If you accept that the current price is an indication of a supply shortage, then we are at that point now. It is possible that there are suppliers out there who could supply much more oil but are not doing so to run the price up.
If the US decided to reduce its consumption of oil by half over five years through a rationing program, this would boost supply for the rest of the world by about 12% or so. The rest of the world would have to snap that up faster than usual to maintain prices at current levels if suppliers can not organize to restrict production. My guess is that prices would fall.
If the US can show that much discipline, I would think that some other importers would also follow suit. The reason for doing this is that no one but the US can float the blue water navy needed to secure the oil deliveries of the next decade but the US would have no interest, on its own, to do so once it no longer imports oil. Leaving oil tankers to the mercies of pirates of various sorts would make other countries consider rationing programs as well. I would guess that a world undelivered price of $10 a barrel could be achieved with adequate consumer discipline.
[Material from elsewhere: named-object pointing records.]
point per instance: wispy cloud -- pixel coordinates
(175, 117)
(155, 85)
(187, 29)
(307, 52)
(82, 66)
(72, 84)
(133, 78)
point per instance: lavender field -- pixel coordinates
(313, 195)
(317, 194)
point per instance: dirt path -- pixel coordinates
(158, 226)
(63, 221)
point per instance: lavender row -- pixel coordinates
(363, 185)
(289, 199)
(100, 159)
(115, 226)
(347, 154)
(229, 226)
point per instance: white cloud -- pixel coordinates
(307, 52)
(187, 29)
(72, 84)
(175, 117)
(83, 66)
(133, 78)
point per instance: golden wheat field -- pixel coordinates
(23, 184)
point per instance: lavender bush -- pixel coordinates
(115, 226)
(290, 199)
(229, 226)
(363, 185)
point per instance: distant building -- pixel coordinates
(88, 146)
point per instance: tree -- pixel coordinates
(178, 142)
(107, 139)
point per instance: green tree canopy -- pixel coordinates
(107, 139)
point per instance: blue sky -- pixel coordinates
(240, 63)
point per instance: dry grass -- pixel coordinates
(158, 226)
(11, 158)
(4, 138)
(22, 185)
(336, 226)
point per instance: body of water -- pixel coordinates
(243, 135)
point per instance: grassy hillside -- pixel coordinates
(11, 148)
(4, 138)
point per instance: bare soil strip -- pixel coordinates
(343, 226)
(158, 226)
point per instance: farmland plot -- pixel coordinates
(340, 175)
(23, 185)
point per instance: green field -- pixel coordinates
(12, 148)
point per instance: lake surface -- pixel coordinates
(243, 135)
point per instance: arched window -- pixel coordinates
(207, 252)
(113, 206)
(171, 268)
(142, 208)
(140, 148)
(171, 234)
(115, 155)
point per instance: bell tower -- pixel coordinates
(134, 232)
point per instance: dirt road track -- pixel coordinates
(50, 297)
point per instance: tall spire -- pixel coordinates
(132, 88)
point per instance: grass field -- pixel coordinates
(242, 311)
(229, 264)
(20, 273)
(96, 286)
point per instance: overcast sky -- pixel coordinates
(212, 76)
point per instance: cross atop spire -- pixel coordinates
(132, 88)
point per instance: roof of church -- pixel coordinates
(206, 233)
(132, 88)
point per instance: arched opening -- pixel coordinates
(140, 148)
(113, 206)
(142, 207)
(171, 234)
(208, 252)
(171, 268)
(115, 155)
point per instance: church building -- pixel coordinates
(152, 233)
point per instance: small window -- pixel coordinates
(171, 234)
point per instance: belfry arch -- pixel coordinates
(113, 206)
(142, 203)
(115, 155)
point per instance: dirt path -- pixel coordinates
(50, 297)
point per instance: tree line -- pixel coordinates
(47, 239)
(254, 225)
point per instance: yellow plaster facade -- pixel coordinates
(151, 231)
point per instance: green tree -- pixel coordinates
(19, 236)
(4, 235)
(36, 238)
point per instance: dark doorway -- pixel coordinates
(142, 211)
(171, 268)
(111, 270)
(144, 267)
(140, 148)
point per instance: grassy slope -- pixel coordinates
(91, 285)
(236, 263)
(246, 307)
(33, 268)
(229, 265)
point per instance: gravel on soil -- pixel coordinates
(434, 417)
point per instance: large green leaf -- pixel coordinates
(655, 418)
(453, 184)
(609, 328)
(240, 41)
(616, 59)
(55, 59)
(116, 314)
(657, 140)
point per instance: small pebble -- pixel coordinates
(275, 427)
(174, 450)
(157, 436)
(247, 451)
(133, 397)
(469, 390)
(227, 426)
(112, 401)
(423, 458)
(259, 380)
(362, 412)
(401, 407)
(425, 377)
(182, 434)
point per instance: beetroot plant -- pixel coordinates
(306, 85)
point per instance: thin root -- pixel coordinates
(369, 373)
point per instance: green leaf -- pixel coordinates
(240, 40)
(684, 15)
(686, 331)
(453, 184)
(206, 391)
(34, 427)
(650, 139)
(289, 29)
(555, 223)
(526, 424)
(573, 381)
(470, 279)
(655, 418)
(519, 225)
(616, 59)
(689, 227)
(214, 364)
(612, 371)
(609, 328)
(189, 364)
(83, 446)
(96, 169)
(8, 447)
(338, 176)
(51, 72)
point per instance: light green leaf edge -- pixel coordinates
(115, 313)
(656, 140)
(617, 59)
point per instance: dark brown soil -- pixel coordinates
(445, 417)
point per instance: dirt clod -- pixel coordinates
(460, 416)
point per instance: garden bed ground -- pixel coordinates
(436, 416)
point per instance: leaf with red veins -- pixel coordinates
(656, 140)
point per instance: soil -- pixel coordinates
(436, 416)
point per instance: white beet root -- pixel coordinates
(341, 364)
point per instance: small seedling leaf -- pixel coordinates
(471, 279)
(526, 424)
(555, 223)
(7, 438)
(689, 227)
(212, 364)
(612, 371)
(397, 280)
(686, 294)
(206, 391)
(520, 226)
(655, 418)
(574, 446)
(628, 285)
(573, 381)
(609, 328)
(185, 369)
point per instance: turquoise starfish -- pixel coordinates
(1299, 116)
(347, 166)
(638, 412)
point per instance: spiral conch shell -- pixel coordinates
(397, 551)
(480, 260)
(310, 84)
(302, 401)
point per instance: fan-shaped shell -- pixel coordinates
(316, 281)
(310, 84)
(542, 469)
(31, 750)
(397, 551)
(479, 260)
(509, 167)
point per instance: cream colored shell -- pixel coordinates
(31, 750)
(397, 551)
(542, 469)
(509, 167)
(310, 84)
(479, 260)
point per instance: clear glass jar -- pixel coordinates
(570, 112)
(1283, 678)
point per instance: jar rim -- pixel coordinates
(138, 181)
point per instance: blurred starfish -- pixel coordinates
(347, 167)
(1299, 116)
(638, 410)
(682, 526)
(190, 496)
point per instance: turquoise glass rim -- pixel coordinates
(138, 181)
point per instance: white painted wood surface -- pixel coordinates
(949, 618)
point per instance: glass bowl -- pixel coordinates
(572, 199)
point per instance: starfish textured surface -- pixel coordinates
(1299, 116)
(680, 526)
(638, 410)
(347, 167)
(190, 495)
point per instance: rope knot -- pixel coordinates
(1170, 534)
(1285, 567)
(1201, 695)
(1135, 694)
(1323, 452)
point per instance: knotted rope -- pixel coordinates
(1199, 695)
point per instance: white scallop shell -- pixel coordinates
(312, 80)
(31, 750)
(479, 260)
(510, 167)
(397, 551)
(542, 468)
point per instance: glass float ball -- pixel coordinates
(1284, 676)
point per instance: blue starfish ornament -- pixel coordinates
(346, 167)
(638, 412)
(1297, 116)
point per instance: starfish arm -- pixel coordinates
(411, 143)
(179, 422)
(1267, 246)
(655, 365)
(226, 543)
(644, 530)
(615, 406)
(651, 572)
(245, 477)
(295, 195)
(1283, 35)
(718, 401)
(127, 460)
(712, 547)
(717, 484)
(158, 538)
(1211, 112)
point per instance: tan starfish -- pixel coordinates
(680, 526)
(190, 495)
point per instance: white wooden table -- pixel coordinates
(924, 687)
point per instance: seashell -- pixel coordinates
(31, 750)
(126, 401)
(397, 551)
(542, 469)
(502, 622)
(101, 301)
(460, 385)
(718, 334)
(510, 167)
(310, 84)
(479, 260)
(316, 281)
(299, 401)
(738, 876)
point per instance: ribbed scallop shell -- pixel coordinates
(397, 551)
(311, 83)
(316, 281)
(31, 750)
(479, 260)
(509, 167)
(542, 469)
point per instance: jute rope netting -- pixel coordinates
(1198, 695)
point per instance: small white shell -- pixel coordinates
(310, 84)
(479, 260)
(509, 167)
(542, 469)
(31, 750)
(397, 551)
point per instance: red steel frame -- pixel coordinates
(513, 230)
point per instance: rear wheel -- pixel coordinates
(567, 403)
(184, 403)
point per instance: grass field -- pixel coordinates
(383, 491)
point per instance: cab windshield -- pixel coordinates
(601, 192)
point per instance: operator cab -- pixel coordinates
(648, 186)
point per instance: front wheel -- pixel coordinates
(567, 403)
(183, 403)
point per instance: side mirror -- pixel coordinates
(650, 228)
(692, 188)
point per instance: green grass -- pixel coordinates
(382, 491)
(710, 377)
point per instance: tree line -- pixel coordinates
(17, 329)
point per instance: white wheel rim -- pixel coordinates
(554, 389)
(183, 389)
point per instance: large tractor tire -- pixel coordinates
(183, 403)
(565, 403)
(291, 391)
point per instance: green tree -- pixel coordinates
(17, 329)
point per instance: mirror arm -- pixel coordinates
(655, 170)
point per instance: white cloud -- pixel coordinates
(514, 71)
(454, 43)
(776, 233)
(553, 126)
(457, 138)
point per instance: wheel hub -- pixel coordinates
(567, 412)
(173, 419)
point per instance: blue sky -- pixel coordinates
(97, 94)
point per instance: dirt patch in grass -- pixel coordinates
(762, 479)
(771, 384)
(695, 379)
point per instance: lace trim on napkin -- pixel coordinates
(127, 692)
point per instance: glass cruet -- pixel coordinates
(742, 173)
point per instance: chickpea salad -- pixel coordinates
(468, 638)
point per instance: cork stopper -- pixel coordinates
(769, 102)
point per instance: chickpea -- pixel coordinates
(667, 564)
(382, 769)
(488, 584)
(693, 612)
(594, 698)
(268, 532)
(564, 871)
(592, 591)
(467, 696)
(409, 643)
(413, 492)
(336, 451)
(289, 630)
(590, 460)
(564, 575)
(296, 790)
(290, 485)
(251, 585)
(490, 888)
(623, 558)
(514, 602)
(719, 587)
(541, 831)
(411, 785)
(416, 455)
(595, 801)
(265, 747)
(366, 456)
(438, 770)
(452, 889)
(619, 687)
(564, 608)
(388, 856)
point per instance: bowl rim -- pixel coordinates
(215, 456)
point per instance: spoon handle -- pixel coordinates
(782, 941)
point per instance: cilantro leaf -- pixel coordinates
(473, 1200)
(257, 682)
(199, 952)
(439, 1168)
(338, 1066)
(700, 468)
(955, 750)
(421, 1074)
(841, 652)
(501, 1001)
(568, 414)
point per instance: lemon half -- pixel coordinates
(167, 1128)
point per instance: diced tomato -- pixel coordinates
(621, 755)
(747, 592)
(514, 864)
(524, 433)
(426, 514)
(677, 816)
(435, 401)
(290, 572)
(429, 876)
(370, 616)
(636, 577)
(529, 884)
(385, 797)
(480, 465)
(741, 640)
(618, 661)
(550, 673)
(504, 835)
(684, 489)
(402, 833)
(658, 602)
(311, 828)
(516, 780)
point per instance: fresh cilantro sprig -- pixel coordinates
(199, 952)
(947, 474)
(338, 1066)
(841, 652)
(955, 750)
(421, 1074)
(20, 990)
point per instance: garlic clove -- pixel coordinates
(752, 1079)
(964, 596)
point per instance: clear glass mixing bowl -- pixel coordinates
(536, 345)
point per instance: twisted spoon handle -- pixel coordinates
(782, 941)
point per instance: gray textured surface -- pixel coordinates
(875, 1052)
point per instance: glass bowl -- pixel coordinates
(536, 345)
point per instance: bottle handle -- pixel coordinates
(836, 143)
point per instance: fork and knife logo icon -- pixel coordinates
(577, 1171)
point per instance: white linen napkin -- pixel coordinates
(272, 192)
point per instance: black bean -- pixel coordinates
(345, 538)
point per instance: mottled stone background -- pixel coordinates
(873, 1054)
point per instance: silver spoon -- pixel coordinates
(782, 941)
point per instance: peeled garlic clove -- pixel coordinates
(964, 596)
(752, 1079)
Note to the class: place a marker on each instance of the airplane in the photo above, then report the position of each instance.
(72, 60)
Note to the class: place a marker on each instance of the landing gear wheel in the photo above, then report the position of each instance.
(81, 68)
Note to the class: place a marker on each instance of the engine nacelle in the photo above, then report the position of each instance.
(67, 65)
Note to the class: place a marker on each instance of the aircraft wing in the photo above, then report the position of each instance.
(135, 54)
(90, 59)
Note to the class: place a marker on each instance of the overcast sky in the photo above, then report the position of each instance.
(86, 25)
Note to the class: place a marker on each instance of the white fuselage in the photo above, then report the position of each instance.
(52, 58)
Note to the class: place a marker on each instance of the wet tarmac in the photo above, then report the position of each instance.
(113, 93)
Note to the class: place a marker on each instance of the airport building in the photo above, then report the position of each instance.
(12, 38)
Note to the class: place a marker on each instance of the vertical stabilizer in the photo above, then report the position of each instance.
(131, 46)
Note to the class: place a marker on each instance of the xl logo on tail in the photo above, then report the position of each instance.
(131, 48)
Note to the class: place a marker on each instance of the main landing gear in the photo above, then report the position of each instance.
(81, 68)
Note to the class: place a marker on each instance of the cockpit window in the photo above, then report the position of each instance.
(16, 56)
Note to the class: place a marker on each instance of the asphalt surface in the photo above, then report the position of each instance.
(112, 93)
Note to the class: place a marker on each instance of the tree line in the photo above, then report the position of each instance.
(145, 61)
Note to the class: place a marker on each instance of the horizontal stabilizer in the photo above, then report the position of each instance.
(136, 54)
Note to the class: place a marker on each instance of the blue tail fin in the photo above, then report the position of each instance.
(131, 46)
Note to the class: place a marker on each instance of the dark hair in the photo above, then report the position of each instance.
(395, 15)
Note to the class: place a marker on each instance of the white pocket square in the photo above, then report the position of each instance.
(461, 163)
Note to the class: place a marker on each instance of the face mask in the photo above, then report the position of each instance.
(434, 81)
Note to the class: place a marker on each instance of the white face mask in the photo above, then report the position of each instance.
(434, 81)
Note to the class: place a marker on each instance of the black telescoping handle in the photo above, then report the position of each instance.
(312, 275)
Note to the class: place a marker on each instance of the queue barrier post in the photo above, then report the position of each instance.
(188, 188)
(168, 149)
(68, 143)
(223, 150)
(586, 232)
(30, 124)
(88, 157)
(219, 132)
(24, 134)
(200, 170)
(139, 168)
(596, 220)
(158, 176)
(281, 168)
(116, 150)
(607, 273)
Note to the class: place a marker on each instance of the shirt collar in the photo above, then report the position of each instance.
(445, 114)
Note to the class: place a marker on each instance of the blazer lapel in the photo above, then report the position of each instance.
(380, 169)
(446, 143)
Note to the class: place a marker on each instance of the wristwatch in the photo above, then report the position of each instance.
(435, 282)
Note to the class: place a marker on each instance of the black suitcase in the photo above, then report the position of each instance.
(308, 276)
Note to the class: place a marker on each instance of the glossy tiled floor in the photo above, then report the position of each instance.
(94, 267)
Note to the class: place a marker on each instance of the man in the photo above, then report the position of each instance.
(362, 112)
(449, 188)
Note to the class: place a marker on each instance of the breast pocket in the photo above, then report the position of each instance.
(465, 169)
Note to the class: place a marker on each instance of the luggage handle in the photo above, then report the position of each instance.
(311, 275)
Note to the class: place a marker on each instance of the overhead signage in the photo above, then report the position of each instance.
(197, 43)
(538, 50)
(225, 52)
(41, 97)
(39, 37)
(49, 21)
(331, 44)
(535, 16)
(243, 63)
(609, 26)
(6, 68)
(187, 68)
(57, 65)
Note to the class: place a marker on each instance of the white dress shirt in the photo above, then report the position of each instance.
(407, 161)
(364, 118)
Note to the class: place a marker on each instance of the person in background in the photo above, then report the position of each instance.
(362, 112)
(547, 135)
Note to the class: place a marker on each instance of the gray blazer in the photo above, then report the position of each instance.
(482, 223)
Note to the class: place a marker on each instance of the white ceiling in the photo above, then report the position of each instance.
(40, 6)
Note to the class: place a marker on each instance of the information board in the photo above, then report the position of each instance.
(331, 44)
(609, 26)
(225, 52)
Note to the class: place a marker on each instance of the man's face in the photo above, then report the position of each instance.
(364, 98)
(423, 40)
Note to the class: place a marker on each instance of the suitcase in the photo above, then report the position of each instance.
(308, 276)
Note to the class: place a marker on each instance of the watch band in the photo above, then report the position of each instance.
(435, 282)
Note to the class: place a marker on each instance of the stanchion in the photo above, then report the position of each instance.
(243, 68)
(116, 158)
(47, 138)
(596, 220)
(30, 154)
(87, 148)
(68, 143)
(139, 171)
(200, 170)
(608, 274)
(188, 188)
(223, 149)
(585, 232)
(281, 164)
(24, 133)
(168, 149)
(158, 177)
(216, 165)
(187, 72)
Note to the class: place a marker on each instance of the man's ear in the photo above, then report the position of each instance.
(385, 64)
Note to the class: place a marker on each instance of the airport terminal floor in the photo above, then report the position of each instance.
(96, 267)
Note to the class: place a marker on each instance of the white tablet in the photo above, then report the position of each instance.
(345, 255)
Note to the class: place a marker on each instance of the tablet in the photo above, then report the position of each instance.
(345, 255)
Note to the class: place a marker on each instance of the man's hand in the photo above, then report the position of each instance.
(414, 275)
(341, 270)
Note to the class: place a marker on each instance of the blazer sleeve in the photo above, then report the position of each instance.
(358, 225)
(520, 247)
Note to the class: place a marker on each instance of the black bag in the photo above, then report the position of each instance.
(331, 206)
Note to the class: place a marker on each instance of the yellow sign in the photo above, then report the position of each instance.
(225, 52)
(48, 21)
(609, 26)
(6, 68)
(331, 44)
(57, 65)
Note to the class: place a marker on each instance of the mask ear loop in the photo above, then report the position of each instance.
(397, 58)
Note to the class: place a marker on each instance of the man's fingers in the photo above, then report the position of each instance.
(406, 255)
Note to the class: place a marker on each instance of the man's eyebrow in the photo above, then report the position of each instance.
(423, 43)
I don't think it makes all that much sense to maintain a reserve of oil if we are going to stop using it. The domestic supply should be adequate if we continue to reduce use going forward. Reserves are important for nations that put themselves at risk by relying on imports but they are just expensive toys for those who take their security more seriously. They could be used to destabilize supplier governments though with clever timing.